The control panel web page shows all four machines with black bar on top (i.e. working and starting just fine).
However, when I submit the count_word.py job (paritioned=20). All three workers fail with a following log:
WARNING: [reduce:16] Traceback (most recent call last):
File "/usr/var/disco/data/omen-disco-slave-03/e2/Job@5b8:1ff9f:c1c20/root/.local/lib/python2.7/site-packages/disco/worker/__init__.py", line 345, in main
job.worker.start(task, job, **jobargs)
File "/usr/var/disco/data/omen-disco-slave-03/e2/Job@5b8:1ff9f:c1c20/root/.local/lib/python2.7/site-packages/disco/worker/__init__.py", line 308, in start
self.run(task, job, **jobargs)
File "/usr/var/disco/data/omen-disco-slave-03/e2/Job@5b8:1ff9f:c1c20/root/.local/lib/python2.7/site-packages/disco/worker/classic/worker.py", line 329, in run
getattr(self, task.stage)(task, params)
File "/usr/var/disco/data/omen-disco-slave-03/e2/Job@5b8:1ff9f:c1c20/root/.local/lib/python2.7/site-packages/disco/worker/classic/worker.py", line 387, in reduce
ordered = self.reduce_input(task, params)

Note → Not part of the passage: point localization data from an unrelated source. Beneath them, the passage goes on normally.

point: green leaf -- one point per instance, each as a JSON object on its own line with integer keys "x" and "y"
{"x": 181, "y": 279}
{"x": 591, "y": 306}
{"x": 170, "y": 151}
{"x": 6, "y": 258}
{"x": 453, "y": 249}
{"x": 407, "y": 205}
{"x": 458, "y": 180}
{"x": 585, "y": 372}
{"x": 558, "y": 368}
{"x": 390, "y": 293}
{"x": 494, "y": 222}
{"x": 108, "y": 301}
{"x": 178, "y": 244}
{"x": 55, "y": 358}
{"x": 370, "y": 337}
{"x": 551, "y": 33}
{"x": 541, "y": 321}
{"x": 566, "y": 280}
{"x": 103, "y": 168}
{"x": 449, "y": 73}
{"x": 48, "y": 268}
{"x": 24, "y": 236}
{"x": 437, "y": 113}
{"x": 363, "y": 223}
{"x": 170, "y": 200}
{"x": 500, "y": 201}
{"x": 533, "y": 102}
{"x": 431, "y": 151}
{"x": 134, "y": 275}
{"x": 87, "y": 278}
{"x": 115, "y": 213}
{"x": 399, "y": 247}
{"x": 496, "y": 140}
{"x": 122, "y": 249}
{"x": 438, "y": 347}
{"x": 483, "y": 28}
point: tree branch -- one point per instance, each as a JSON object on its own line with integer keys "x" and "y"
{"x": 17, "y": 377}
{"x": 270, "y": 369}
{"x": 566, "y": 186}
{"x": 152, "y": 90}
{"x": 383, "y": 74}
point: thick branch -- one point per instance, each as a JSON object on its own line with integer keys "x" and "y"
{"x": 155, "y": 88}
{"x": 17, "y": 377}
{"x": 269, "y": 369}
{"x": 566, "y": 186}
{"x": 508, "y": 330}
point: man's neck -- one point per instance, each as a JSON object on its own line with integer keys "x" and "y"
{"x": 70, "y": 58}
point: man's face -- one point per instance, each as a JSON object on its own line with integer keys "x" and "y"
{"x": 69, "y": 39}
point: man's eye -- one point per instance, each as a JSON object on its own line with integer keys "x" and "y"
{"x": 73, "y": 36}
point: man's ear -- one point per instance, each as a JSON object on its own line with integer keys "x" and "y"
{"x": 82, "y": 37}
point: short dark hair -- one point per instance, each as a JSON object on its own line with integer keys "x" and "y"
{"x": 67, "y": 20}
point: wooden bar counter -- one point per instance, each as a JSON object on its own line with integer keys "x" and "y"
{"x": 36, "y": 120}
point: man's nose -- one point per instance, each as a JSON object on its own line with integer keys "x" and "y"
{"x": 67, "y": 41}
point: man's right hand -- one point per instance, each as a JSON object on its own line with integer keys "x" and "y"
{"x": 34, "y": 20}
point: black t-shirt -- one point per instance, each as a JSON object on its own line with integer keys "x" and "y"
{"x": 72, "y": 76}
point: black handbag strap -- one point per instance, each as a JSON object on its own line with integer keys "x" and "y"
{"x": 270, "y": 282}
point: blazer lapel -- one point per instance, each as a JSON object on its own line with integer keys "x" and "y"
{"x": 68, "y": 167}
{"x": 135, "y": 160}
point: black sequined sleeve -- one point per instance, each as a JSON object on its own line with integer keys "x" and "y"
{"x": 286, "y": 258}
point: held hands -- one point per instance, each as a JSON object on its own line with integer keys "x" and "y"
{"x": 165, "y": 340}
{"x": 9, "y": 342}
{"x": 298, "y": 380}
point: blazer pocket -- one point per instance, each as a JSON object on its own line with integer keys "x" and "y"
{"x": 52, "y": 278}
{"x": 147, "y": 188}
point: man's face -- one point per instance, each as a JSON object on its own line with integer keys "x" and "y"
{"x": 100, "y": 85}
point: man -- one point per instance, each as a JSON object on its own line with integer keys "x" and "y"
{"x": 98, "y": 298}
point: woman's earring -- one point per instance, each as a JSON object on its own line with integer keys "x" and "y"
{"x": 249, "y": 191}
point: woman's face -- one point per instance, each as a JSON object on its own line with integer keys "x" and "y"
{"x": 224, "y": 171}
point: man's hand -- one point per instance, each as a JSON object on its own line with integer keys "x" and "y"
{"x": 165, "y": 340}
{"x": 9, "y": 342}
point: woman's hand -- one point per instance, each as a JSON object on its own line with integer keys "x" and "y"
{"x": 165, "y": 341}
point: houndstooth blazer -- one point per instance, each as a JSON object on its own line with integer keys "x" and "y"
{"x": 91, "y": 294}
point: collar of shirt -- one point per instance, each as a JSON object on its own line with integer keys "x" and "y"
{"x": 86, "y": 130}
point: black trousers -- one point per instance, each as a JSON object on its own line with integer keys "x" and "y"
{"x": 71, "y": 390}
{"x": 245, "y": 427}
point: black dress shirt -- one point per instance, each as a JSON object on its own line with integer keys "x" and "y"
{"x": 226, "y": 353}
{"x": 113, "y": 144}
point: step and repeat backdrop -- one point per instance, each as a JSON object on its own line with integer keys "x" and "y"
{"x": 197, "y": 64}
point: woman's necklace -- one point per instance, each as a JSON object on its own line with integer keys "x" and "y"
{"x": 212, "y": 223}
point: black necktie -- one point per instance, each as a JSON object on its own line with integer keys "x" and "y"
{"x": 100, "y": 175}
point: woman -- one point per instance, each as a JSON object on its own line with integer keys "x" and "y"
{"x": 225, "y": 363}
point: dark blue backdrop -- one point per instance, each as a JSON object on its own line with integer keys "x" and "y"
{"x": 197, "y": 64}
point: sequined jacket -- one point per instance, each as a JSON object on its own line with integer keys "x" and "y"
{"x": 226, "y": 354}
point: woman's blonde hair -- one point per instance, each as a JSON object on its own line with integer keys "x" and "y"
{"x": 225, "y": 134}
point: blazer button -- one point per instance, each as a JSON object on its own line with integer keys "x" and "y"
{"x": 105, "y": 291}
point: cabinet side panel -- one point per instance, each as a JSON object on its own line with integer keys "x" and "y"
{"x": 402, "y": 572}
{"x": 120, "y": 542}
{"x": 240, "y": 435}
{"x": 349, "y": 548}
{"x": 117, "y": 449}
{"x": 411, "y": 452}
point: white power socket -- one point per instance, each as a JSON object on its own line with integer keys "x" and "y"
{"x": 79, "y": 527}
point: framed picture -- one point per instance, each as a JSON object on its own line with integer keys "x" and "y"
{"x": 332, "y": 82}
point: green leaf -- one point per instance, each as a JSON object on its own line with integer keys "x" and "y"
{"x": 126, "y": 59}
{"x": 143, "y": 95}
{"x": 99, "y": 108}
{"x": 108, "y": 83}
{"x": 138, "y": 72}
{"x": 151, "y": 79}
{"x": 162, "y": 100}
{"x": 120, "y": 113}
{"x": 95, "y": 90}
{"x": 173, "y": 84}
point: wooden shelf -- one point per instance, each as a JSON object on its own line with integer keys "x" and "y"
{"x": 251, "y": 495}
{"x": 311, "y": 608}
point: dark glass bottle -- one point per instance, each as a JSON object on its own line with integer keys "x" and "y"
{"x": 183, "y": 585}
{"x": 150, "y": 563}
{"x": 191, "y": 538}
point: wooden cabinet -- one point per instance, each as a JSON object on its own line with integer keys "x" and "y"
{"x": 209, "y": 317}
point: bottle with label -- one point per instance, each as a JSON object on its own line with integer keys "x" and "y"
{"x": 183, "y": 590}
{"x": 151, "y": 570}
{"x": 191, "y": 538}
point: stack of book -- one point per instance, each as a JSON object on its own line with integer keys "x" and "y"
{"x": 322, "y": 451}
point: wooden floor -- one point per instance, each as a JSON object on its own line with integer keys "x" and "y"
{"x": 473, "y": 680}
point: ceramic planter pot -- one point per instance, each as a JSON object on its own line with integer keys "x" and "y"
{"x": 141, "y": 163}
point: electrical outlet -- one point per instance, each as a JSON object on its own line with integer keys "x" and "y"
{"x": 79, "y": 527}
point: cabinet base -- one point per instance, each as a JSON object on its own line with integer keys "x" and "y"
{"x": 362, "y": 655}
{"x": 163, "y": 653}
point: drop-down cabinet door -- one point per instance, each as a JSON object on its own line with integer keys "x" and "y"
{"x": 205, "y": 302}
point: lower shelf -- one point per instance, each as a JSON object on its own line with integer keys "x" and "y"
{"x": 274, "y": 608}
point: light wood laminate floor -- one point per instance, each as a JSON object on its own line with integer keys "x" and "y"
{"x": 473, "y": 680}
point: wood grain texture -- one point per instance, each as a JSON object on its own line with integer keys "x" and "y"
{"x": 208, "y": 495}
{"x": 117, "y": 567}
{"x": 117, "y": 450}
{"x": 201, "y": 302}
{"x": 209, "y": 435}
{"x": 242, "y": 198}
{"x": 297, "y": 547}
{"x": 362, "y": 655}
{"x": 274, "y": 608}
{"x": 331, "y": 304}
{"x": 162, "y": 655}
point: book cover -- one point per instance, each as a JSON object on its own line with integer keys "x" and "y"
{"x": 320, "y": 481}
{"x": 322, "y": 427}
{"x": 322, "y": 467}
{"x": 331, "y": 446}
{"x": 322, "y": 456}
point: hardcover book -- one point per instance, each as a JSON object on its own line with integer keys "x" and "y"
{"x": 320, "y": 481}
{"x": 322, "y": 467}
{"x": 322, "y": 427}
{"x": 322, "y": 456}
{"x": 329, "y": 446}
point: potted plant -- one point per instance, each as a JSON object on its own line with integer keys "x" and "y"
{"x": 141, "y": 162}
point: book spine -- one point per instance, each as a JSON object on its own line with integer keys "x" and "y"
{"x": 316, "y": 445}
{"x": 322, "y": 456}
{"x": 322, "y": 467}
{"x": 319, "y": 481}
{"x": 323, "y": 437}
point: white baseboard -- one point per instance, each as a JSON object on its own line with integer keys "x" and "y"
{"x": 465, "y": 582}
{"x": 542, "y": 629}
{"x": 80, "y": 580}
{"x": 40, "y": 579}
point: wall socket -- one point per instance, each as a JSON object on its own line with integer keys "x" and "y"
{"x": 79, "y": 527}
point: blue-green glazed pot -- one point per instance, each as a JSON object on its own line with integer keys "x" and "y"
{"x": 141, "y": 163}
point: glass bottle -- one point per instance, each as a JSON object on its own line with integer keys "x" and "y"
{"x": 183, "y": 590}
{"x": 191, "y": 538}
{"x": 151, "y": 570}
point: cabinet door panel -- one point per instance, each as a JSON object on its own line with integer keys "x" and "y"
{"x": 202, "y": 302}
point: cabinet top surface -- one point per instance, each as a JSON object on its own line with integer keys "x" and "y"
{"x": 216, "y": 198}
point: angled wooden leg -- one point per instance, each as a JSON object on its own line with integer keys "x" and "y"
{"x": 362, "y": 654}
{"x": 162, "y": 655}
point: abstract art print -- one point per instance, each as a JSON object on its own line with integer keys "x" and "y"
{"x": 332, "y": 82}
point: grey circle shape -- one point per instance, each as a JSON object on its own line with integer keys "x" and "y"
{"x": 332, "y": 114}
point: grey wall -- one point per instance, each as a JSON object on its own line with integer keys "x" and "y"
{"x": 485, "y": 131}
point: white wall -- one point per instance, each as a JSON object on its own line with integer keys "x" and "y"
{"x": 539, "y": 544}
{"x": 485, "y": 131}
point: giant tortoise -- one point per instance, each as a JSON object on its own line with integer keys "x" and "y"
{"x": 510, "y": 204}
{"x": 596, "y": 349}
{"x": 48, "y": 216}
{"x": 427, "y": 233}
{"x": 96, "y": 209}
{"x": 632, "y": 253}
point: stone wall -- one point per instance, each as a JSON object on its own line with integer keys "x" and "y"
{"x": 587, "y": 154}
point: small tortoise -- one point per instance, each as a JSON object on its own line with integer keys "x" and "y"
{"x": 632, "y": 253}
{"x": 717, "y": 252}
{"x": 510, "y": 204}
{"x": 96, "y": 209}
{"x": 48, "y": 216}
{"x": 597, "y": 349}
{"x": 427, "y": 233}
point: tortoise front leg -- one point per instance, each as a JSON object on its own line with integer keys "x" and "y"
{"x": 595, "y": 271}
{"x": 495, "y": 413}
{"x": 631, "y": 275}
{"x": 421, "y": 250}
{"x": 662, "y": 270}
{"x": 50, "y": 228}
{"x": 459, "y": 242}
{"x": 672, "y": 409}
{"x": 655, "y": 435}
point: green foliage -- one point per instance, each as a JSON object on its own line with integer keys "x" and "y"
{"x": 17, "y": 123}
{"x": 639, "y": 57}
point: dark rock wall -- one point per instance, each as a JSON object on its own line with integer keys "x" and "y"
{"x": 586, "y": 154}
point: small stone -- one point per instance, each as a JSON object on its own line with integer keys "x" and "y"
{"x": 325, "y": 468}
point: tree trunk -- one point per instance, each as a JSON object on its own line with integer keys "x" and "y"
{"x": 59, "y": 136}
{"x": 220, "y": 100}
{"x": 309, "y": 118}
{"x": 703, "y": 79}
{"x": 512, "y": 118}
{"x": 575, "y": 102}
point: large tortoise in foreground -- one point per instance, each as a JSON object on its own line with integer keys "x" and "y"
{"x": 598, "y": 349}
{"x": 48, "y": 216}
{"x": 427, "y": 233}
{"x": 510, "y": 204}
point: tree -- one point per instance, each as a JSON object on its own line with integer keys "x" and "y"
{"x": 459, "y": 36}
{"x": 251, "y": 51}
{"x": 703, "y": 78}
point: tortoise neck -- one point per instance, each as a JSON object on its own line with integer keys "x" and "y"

File "/usr/var/disco/data/omen-disco-slave-03/e2/Job@5b8:1ff9f:c1c20/root/.local/lib/python2.7/site-packages/disco/worker/classic/worker.py", line 381, in reduce_input
return self.sort(SerialInput(shuffled(inputlist(inputs, label=label)),
File "/usr/var/disco/data/omen-disco-slave-03/e2/Job@5b8:1ff9f:c1c20/root/.local/lib/python2.7/site-packages/disco/util.py", line 283, in inputlist
for input in inputs) if inp]
File "/usr/var/disco/data/omen-disco-slave-03/e2/Job@5b8:1ff9f:c1c20/root/.local/lib/python2.7/site-packages/disco/util.py", line 42, in chainify
return list(chain(*iterable))
File "/usr/var/disco/data/omen-disco-slave-03/e2/Job@5b8:1ff9f:c1c20/root/.local/lib/python2.7/site-packages/disco/util.py", line 283, in <genexpr>
for input in inputs) if inp]
File "/usr/var/disco/data/omen-disco-slave-03/e2/Job@5b8:1ff9f:c1c20/root/.local/lib/python2.7/site-packages/disco/util.py", line 273, in inputexpand
return zip(*(parse_dir(i, label=label) for i in iterify(input)))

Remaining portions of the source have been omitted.